As of the end of 2022, Uganda hosted nearly 1.5 million refugees, the largest refugee population in Africa, with 57 percent of refugees originating from South Sudan, 32 percent from the Democratic Republic of the Congo (DRC), 4 percent from Somalia, 3 percent from Burundi, and the rest from Eritrea, Rwanda and other countries..
The majority live in 13 settlements in the West Nile subregion, and southern and midwestern regions, while 8 percent live in urban areas, particularly Kampala.1 Refugees in Uganda are nearly all dependent on food assistance; however funding shortfalls led WFP to reduce food rations first to 70 percent from April 2020 and subsequently to 60 percent from February 2021. The prioritisation of WFP’s food assistance has been implemented since November 2021 following a phased approach which aimed to prioritize the neediest by providing different ration amounts to different vulnerability categories. This means that for many people reached by WFP the duration or size of their assistance is below minimum daily requirements. These “inactions” have had repercussions on the food security of people already in need.

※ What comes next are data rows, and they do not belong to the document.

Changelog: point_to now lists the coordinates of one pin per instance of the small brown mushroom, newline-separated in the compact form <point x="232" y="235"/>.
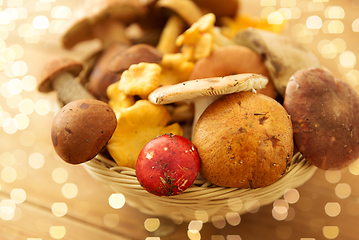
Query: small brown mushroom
<point x="325" y="116"/>
<point x="59" y="75"/>
<point x="81" y="129"/>
<point x="232" y="59"/>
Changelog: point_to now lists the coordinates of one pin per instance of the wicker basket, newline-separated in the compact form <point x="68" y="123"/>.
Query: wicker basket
<point x="202" y="197"/>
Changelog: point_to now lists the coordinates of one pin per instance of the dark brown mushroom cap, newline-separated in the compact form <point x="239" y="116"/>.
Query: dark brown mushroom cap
<point x="133" y="55"/>
<point x="81" y="129"/>
<point x="223" y="8"/>
<point x="54" y="68"/>
<point x="325" y="116"/>
<point x="101" y="77"/>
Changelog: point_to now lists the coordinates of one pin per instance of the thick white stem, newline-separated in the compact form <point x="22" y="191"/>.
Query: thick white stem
<point x="69" y="89"/>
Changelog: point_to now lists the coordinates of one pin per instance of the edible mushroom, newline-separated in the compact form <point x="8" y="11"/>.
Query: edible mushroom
<point x="229" y="60"/>
<point x="244" y="140"/>
<point x="325" y="116"/>
<point x="102" y="19"/>
<point x="60" y="75"/>
<point x="203" y="92"/>
<point x="81" y="129"/>
<point x="282" y="55"/>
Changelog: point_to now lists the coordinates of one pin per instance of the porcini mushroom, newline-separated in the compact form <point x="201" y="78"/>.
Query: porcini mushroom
<point x="59" y="75"/>
<point x="81" y="129"/>
<point x="282" y="55"/>
<point x="102" y="19"/>
<point x="325" y="116"/>
<point x="229" y="60"/>
<point x="244" y="140"/>
<point x="203" y="92"/>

This first Cost of Inaction country brief aims to quantify the impacts of the World Food Programme’s funding shortfalls in Uganda in 2021 and 2022. It also looks at the potential impacts on food insecure populations and WFP future operations. This is not to ignore the fact that there are various key humanitarian actors in the region, starting with governments. The analysis uses Integrated Phase Classification (IPC) data so in this study the food insecure numbers equate to populations classified as equivalent to IPC Acutely food insecure (3+).

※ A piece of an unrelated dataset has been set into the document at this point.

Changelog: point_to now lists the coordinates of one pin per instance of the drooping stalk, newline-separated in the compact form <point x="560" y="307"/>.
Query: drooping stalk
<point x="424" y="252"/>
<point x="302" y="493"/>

Lastly this novel study will now acts as a baseline for further RAM work on the implications of inaction on food security levels at the household level and this work has begun in partnership with the University of California, Davis.
• This cost of inaction in Uganda in 2022 translates into 600,000 Acutely food insecure (equivalent to IPC 3, 4 or 5) people NOT receiving any assistance. By December 2022 an estimated 24 percent of the acutely food insecure in Uganda received no assistance from WFP.
• WFP Uganda only received 47 percent of its requested funding forcing WFP to resort to different strategies (e.g. ration cuts, prioritization).
• WFP needed to spend 0.68 cents per person per day in 2022 but could only spend 0.35 cents.
This meant that for those people assisted, WFP was able to provide, on average, only 52% of the minimum daily kilocalories needed. The long-term implications of this particularly on women, children and the elderly will be dire.
• If the above gaps persist, there will, over time, be an increase in both the numbers of hungry as well as an increase in the severity of hunger, which will see an increasing percentage of the population moving into worse IPC phases. This in turn will necessitate an increase in resources required by WFP and its partners to combat hunger.